REEL SEKTÖRÜ KEMİREN VİRÜS: FAİZ

Önce faizli kredi ekonomisinin büyümeye etkisini inceledik. Gördük ki 9 yıllık bir zaman diliminde bankaların kullandırdıkları kredi miktarı 5 kat artarken ülke yüzde 8.9 büyümeden yüzde 2.6 küçülmeye geçmiş.

Daha sonra bütçe açıkları içerisinde ödenen faizin rolünü inceledik. Gördük ki ekonomimizin içinde bulunduğu durumun günah keçilerinden birisi olan ilan edilen bütçe açıklarının içinde faiz giderleri önemli bir yer tutuyor. Hatırlamak gerekirse Ocak-Nisan 2019 dönemi gerçekleşmelerine göre bütçe 54 milyar 477 milyon TL açık verirken faiz giderlerinin 38 milyar 447 milyon TL olduğunu görüyoruz. Yani eğer bu faizi ödememiş olsaymış merkezi yönetim bütçesi 16 miyar 31 milyon TL açık verecekmiş.

Bu yazımda ise duruma şirketlerimiz açısından bakmak istiyorum.

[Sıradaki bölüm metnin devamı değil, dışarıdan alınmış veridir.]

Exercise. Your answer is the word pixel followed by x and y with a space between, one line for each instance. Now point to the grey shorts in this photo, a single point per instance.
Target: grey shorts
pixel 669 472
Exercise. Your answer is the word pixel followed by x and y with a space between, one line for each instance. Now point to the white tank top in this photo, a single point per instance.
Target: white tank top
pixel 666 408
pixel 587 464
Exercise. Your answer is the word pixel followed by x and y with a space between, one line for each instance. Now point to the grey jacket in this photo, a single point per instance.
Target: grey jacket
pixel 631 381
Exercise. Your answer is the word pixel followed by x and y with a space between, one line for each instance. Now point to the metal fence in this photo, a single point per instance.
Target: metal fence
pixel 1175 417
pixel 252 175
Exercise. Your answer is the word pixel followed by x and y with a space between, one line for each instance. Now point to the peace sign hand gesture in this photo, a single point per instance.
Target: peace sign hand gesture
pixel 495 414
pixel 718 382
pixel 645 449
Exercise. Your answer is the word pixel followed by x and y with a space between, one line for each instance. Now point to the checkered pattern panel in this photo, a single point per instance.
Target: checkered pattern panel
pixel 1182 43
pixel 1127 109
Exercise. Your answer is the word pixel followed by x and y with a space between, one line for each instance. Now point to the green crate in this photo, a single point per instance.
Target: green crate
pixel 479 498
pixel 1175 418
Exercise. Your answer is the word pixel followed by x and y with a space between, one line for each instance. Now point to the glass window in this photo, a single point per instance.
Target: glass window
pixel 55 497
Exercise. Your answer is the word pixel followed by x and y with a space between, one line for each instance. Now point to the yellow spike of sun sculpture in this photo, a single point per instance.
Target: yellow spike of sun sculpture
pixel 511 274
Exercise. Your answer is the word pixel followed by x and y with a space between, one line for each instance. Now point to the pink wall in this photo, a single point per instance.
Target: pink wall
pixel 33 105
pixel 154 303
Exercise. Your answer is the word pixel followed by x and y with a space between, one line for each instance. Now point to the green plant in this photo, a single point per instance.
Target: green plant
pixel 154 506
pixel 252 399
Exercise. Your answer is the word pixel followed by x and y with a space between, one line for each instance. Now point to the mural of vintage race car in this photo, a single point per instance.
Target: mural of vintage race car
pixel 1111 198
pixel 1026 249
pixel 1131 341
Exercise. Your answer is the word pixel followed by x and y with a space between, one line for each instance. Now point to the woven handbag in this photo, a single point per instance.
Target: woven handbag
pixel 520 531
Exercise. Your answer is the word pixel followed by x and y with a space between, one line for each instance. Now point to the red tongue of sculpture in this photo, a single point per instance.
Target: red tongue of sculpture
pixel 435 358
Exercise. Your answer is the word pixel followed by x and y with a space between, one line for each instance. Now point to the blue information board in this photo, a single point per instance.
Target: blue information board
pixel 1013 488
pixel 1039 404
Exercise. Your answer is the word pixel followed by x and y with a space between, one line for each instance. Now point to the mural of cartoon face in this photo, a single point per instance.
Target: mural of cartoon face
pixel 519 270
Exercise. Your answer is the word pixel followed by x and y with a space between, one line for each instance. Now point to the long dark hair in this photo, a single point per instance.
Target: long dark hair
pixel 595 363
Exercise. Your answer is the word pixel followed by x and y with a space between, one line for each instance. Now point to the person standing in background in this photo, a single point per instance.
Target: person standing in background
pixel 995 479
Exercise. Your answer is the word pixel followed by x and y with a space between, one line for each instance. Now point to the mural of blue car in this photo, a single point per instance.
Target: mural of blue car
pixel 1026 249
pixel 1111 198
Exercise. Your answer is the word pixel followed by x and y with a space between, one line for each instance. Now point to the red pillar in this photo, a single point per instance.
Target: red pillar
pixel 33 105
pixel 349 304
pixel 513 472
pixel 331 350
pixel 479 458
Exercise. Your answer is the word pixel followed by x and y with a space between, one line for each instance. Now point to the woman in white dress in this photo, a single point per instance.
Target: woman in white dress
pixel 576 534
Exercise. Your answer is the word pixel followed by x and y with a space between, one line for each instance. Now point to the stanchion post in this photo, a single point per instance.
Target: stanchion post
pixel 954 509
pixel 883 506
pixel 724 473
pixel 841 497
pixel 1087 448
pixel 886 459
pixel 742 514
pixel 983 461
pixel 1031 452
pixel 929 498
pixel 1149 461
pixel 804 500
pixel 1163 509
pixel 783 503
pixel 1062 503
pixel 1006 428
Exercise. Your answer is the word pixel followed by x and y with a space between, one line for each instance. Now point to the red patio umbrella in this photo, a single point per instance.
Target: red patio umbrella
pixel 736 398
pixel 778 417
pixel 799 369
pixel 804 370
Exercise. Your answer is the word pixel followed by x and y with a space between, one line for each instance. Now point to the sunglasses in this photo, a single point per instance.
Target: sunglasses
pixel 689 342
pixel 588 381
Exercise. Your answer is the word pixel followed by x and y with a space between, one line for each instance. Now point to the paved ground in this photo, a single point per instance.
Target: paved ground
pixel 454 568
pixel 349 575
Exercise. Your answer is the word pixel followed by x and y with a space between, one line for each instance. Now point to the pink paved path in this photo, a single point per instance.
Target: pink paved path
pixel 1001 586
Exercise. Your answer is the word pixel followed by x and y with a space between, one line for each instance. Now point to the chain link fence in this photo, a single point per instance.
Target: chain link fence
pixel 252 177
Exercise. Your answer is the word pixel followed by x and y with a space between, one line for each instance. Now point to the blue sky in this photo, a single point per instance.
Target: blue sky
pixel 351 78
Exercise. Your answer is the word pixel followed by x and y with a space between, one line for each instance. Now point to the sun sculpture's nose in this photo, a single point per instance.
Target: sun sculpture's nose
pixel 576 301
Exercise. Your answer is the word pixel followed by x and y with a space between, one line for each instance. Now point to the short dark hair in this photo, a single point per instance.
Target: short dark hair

İSO’nun (İstanbul Sanayi Odası) açıkladığı Türkiye’nin 500 Büyük Sanayi Kuruluşu Araştırması verilerine göre ülkemizin en büyük 500 sanayi şirketinin finansman giderleri 2018’de yüzde 172 artarak 35.1 milyar TL’den 95.8 milyar TL’ye çıkmış. Bu rakamlar bize çok bir şey ifade etmiyor olabilir. O zaman şöyle anlatalım; bu şirketlerin her 100 TL’lik faaliyet karının 88.9 TL’si finansman gideri.

Son dönemde yaşanan ekonomik buhranın bu gelinen nokta ile irtibatlı olduğu bir gerçek. Ancak 2017 yılında da faaliyet karının yüzde 49.8’i finansman gideri idi.

Söz konusu şirketlerin 2018 yılı kaynak yapısı bunun sebebinin ortaya koyuyor. Bu göstergeye göre şirketlerin borçları bu göstergenin yüzde 67’sini oluştururken öz kaynakları ise yüzde 33 seviyesinde kalmış. Yani ülkemizin en önemli şirketleri işlerini faizli borç ile götürmeye çalışıyorlar ama faaliyet karlarının yüzde 88.9’u finansman giderine (faiz giderleri ve kur farkları) gidiyor.

Bu noktada bir hatırlatma yapmak istiyorum; bu şirketler ülkemizin nispeten en profesyonelce yönetilen ve risk birimleri olan şirketler. Varın siz diğerlerinin durumunu düşünün.

Bankacılık sektörünün takipteki kredilerine bir göz atalım.2019 yılı Mart ayı itibarı ile takipteki krediler 100 milyar TL’yi aştı. Her 100 liralık takipteki kredinin 82 lirası şirketlerden kaynaklandı. Takipteki kredi demek bankaların vadesi dolmuş ancak henüz geri ödenmemiş kredileri demek. Yani bu borçlar ödenemiyor. Benim hesaplarıma göre bu rakam çok daha fazla nitekim uluslararası kuruluşlarda benimle aynı yönde düşünüyorlar. Ama biz yine de resmi verilere konsantre olalım. Bu rakam 2017 yılında 65.5 milyar TL idi.